VwGH vom 14.07.2021, Ra 2021/09/0019
Betreff
Der Verwaltungsgerichtshof hat durch den Vorsitzenden Präsident Dr. Thienel sowie die Hofräte Dr. Doblinger und Dr. Hofbauer als Richter, unter Mitwirkung der Schriftführerin Mag. Kovacs, über die außerordentliche Revision des A B in C, vertreten durch Mag.a Doris Einwallner, Rechtsanwältin in 1050 Wien, Schönbrunnerstraße 26/3, gegen das Erkenntnis des Bundesverwaltungsgerichtes vom , Zl.
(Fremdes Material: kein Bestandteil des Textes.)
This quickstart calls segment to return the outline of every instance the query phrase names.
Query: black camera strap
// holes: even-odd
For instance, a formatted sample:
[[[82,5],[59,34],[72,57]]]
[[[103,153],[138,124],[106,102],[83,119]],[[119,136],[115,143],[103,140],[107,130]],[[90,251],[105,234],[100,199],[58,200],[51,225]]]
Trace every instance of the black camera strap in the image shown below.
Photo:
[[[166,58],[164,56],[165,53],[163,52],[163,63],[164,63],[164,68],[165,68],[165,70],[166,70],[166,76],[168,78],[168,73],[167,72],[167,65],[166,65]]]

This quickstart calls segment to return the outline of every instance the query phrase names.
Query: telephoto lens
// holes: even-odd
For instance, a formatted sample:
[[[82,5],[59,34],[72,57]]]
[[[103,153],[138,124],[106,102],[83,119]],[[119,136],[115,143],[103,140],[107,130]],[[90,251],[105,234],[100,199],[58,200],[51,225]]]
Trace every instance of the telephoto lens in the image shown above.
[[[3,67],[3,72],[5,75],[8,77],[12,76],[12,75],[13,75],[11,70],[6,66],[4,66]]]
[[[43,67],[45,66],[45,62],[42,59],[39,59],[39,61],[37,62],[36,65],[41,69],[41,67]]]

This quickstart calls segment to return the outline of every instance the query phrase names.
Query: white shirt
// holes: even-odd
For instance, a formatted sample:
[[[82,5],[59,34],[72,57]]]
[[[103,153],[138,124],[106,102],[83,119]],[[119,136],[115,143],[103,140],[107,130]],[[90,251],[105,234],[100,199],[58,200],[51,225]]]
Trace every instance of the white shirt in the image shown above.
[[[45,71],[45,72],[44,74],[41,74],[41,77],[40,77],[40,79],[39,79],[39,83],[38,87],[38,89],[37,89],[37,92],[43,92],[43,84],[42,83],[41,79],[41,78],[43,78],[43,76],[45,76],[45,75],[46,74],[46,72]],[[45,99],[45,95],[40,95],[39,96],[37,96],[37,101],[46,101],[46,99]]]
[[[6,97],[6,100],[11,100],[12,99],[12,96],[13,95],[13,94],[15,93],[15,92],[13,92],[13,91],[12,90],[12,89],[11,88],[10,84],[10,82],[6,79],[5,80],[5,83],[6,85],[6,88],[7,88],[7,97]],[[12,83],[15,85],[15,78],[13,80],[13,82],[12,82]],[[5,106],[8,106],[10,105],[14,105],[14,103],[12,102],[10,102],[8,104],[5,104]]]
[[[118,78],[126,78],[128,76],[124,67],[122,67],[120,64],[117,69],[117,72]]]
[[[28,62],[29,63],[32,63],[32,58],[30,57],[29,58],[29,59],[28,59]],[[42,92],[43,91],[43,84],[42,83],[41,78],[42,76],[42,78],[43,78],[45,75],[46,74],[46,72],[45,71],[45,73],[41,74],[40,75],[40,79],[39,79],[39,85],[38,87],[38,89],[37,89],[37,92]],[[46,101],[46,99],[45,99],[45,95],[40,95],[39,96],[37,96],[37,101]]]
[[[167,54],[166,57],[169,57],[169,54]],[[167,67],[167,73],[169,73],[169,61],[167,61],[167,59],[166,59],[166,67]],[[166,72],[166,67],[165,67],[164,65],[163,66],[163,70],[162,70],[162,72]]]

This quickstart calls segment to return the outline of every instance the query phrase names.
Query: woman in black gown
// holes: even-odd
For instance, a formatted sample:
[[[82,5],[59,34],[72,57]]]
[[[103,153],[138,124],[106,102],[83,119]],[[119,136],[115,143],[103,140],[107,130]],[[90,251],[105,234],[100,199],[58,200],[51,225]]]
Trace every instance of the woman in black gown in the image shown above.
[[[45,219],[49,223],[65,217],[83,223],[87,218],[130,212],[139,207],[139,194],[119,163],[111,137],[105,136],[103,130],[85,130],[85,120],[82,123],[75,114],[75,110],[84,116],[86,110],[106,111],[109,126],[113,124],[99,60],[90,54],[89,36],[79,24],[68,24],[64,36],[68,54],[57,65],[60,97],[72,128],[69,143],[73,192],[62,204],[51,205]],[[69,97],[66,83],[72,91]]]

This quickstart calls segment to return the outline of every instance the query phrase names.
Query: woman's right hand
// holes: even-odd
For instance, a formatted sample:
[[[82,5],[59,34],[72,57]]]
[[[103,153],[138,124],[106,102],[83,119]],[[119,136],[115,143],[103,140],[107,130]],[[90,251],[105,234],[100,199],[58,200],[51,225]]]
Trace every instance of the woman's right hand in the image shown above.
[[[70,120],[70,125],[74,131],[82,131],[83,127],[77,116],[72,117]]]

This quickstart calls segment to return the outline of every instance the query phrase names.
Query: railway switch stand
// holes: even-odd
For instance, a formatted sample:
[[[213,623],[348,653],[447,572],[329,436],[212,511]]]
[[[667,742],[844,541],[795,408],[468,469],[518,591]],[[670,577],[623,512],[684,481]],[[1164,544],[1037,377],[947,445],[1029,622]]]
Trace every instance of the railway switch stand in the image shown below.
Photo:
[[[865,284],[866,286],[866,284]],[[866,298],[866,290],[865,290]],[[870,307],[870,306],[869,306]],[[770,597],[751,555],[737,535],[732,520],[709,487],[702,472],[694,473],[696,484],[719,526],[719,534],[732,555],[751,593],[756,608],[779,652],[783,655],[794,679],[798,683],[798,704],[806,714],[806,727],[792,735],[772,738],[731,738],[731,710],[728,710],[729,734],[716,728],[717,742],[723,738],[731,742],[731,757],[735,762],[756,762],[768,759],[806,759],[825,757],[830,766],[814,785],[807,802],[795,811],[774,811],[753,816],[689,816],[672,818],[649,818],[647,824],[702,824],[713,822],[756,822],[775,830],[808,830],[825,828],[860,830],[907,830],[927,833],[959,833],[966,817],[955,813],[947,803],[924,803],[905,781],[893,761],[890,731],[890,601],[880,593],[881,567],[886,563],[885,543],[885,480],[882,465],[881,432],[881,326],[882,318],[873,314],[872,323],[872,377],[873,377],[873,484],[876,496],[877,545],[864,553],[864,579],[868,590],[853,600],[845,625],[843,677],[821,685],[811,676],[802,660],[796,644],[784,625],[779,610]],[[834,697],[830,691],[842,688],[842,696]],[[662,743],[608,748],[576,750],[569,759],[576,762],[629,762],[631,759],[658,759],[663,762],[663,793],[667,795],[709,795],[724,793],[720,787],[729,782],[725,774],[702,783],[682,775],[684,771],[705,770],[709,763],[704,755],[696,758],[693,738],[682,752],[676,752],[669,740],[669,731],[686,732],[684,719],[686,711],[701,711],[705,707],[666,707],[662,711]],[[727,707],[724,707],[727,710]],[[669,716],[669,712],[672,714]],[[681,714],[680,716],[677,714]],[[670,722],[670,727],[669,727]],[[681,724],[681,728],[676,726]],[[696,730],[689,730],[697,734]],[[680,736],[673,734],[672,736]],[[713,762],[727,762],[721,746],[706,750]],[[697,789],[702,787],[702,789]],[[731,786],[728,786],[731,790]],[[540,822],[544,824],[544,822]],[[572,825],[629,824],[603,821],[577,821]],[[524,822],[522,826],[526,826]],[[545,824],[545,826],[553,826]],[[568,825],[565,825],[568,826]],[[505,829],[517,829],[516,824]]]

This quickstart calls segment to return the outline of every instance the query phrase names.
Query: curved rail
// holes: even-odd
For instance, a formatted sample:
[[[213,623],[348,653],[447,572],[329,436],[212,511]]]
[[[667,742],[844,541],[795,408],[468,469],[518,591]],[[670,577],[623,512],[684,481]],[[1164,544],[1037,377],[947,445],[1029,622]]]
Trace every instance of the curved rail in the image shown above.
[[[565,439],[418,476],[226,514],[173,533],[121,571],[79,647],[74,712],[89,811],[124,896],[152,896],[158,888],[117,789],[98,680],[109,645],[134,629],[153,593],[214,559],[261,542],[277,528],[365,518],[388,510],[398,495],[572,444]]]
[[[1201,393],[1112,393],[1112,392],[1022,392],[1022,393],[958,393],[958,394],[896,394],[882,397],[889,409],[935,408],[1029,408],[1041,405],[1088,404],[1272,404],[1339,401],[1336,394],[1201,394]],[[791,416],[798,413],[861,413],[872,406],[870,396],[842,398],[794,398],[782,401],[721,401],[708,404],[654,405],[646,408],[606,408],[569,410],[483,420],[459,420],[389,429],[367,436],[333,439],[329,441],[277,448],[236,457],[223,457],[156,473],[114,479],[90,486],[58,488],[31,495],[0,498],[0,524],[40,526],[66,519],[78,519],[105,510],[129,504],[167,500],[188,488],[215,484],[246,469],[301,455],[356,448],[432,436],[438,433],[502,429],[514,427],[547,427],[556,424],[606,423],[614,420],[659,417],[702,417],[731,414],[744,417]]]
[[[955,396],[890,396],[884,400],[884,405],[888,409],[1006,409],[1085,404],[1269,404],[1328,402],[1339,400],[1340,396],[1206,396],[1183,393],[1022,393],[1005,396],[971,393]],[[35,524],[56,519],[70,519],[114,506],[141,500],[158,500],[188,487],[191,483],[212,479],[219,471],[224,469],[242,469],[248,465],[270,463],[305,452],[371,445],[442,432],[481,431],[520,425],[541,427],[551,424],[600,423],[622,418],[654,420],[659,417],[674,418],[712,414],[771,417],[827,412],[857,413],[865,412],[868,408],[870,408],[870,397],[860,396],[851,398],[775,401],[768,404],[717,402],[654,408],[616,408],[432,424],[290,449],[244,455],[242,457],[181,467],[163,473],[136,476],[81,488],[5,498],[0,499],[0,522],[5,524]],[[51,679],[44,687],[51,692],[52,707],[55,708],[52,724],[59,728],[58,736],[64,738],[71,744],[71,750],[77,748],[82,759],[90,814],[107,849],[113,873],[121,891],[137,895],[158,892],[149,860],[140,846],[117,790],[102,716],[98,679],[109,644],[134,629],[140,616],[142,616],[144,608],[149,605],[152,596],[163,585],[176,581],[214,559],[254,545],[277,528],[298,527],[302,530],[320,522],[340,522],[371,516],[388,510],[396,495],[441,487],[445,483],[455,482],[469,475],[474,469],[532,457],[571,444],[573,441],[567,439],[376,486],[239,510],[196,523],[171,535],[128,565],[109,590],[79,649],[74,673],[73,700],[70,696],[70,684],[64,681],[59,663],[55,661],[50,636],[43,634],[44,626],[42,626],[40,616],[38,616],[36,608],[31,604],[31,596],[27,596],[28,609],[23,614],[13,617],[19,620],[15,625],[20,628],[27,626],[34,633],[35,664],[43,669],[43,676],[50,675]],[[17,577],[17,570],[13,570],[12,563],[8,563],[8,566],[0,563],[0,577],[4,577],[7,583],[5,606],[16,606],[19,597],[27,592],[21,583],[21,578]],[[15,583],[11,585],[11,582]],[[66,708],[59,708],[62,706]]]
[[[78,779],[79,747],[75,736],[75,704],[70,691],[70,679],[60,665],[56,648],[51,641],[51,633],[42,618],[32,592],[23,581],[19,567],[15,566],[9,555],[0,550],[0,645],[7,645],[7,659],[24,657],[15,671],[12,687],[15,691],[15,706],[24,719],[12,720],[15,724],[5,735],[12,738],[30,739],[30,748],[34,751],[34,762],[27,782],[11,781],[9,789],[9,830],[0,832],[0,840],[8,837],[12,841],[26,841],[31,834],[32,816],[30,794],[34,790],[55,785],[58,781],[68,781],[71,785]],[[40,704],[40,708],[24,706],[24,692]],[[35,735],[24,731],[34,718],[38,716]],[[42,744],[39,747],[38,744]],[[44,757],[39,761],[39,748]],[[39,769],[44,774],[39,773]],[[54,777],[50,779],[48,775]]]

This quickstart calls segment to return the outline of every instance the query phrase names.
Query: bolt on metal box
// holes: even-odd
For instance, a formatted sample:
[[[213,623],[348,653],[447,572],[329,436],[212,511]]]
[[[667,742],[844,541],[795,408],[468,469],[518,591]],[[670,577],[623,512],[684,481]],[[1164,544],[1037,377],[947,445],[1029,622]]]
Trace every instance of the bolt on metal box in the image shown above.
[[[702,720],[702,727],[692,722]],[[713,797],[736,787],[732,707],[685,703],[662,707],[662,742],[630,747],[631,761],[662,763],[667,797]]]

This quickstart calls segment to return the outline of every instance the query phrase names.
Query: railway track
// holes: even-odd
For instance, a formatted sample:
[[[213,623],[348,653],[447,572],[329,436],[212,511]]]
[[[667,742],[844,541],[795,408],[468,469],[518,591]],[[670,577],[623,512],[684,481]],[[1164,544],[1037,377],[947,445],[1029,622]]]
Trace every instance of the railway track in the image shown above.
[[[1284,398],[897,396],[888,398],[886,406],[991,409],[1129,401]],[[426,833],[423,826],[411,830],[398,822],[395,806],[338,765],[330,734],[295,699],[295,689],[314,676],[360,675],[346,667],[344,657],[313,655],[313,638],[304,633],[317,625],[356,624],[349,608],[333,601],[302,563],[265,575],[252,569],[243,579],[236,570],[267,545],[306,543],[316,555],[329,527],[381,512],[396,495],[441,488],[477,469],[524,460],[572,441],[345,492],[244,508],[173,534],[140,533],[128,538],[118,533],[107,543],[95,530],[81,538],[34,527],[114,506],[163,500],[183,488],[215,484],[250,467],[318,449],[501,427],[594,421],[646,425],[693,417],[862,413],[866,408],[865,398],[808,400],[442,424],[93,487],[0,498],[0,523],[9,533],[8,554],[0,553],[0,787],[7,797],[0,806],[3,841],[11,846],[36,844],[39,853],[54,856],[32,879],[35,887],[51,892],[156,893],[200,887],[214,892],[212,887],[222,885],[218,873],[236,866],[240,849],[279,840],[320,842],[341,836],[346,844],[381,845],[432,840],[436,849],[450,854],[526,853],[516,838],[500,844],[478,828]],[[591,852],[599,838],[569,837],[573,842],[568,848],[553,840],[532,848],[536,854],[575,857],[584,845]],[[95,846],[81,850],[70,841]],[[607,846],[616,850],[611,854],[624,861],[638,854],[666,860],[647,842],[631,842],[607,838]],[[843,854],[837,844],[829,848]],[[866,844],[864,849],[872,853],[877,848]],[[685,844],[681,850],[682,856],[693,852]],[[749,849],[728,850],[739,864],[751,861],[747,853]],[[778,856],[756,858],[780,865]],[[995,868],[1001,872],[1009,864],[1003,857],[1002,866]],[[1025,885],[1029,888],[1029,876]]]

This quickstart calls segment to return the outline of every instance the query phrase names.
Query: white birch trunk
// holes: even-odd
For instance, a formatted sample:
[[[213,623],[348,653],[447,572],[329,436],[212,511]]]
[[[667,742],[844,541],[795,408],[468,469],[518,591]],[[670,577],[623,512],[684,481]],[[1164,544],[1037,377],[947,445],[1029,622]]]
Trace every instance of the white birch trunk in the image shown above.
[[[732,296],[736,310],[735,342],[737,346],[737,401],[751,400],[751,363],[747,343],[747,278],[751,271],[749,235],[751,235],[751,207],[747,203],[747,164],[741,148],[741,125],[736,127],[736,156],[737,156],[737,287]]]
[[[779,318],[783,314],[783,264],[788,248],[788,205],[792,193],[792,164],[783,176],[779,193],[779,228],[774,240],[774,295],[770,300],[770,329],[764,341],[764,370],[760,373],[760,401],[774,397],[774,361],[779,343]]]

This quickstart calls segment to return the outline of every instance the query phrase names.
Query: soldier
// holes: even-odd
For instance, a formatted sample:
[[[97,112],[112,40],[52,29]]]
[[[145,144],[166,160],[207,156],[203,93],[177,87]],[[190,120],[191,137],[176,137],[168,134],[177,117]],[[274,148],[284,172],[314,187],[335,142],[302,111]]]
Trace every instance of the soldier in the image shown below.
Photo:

W156 2234599-1/4E, betreffend Versagung der Zulassung als Schlüsselkraft gemäß § 12b Z 1 Ausländerbeschäftigungsgesetz (belangte Behörde vor dem Verwaltungsgericht: Regionale Geschäftsstelle des Arbeitsmarktservice Wien Esteplatz), zu Recht erkannt:
Spruch
Das angefochtene Erkenntnis wird wegen Rechtswidrigkeit infolge Verletzung von Verfahrensvorschriften aufgehoben.
Der Bund hat der revisionswerbenden Partei Aufwendungen in der Höhe von € 1.106,40 binnen zwei Wochen bei sonstiger Exekution zu ersetzen.
Begründung
1Mit Bescheid vom versagte die gemäß § 20d Ausländerbeschäftigungsgesetz (AuslBG) mit dem Antrag des Revisionswerbers, eines kosovarischen Staatsangehörigen, vom auf Erteilung eines Aufenthaltstitels „Rot-Weiß-Rot - Karte“ befasste vor dem Verwaltungsgericht belangte Behörde die Zulassung als „sonstige Schlüsselkraft“ gemäß § 12b Z 1 AuslBG.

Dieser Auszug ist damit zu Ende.